The money or the water?

Waipā mayor Jim Mylchreest

Opinions differ over whether Waipā District Council should take the money offered to it by the government’s Three Waters Reform Package.

Local Government New Zealand says the package would not commit council to any government reforms while a legal opinion for another council suggests taking the money would commit a council to the reforms, mayor Jim Mylchreest told the council this week.

Mylchreest recently met Local Government minister Nanaia Mahuta and came away from the meeting with the realisation she was not about to change her mind about Three Waters.

Nanaia Mahuta

“It’s still progressing so I guess we could keep pushing our point of view,” he said.

Councils have been invited to submit projects for their share of $500 million.

The government’s plan is to merge 67 different water organisations currently run by councils, into just four and transfer all council water assets to a new national water regulator – Taumata Arowai – which would set the standards for quality.

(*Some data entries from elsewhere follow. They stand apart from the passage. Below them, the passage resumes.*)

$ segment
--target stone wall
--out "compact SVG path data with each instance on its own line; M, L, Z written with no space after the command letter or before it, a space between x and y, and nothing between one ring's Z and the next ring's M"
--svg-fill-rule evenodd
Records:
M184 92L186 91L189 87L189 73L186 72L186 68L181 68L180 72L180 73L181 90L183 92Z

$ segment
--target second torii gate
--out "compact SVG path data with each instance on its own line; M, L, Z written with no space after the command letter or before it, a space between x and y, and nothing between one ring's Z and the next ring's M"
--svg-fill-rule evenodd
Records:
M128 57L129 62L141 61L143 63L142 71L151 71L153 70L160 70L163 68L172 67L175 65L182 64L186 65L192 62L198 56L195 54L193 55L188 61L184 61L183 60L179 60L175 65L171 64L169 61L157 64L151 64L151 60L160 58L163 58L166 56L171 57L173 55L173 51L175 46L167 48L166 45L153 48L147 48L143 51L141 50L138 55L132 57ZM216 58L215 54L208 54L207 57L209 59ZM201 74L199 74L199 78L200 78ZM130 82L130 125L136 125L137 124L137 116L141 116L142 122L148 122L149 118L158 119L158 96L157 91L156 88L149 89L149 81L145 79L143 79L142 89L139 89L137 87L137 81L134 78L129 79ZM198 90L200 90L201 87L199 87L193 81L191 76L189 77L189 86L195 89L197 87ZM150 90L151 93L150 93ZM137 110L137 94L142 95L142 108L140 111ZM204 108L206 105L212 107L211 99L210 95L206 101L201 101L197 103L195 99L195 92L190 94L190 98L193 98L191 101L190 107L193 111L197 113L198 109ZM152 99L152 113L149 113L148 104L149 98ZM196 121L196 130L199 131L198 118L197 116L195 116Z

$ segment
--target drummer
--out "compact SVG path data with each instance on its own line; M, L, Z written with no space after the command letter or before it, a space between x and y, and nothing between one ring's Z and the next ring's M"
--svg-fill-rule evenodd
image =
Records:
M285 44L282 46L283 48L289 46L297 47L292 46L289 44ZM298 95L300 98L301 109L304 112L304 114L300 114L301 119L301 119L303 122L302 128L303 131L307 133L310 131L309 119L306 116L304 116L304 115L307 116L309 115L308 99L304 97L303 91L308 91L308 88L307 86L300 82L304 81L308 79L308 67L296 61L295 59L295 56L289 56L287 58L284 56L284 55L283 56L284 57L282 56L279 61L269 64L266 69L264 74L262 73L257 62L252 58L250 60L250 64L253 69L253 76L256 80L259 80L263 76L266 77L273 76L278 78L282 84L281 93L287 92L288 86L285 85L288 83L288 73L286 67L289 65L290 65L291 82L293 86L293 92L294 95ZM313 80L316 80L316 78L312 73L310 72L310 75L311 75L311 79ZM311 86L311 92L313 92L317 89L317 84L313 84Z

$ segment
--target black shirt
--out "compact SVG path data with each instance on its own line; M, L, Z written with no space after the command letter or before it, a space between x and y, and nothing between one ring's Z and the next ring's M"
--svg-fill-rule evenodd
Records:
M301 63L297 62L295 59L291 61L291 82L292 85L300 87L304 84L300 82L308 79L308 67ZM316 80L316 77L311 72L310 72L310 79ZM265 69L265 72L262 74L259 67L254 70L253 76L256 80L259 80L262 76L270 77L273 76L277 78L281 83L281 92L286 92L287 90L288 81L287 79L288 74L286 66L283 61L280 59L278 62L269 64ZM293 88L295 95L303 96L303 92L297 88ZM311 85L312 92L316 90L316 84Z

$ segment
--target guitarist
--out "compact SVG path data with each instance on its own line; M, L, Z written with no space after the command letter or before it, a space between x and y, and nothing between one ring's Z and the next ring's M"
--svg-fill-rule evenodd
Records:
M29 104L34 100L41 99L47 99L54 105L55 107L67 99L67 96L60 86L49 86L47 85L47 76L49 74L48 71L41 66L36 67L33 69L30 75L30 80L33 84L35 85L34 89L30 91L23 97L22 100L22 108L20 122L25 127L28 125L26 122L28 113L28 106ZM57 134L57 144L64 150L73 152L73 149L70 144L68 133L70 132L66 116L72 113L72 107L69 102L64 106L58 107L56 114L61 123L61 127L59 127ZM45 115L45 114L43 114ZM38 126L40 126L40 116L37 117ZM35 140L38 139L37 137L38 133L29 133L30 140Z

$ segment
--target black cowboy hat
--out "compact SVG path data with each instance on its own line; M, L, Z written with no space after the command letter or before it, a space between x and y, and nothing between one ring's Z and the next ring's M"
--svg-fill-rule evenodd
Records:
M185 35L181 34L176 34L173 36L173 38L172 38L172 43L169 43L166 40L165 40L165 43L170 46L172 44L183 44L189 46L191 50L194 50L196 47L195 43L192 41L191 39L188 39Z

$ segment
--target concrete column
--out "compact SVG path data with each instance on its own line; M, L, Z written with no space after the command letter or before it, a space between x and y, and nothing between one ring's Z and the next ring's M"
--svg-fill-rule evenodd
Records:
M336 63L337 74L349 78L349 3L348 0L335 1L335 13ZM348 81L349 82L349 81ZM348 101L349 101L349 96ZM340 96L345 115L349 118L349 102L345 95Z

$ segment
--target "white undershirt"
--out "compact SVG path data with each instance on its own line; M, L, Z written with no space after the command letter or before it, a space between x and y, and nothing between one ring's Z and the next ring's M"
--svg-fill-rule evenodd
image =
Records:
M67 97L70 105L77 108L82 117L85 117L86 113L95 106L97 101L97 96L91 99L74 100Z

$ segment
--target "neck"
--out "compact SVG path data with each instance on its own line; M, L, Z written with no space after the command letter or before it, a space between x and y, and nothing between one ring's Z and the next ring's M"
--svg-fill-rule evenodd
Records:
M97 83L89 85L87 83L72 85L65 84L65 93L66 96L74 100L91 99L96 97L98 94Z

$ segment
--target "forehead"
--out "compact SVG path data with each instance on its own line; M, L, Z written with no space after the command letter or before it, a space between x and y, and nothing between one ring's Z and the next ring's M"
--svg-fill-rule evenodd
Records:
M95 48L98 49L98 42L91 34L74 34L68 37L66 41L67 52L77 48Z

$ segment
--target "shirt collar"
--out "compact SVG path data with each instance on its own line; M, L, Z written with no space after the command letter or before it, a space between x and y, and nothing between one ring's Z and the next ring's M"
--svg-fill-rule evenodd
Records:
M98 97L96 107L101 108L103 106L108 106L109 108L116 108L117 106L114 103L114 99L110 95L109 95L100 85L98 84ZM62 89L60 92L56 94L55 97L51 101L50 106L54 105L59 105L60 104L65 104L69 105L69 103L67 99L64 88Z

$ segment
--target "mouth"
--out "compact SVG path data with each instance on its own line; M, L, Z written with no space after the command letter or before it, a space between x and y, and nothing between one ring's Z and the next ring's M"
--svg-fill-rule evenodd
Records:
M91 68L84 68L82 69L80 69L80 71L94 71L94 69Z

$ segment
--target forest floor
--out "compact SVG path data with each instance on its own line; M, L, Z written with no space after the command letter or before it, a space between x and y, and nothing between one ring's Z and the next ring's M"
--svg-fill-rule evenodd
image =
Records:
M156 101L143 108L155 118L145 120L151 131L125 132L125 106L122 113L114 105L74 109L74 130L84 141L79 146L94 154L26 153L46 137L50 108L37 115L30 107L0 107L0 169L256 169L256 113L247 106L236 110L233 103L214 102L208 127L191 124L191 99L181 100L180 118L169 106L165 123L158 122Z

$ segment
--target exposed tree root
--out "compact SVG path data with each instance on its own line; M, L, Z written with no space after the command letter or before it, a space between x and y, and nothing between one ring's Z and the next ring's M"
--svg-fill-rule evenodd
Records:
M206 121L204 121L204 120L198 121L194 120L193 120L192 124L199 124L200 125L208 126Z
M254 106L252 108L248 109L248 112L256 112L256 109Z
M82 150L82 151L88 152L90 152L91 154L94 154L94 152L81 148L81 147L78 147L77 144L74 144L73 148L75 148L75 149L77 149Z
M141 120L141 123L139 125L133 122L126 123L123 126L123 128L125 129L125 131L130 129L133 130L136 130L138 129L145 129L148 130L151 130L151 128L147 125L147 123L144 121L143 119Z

Four mega water authorities would own and manage drinking water, wastewater and stormwater services on behalf of local councils.

Waipā would get $24 million for its water supply.

A further $1.5b will become available in mid-2024.

The money can be used for a broad range of projects and initiatives to benefit the community – from parks and gardens to swimming pools, libraries or community centres.

Councils have until the end of September to apply.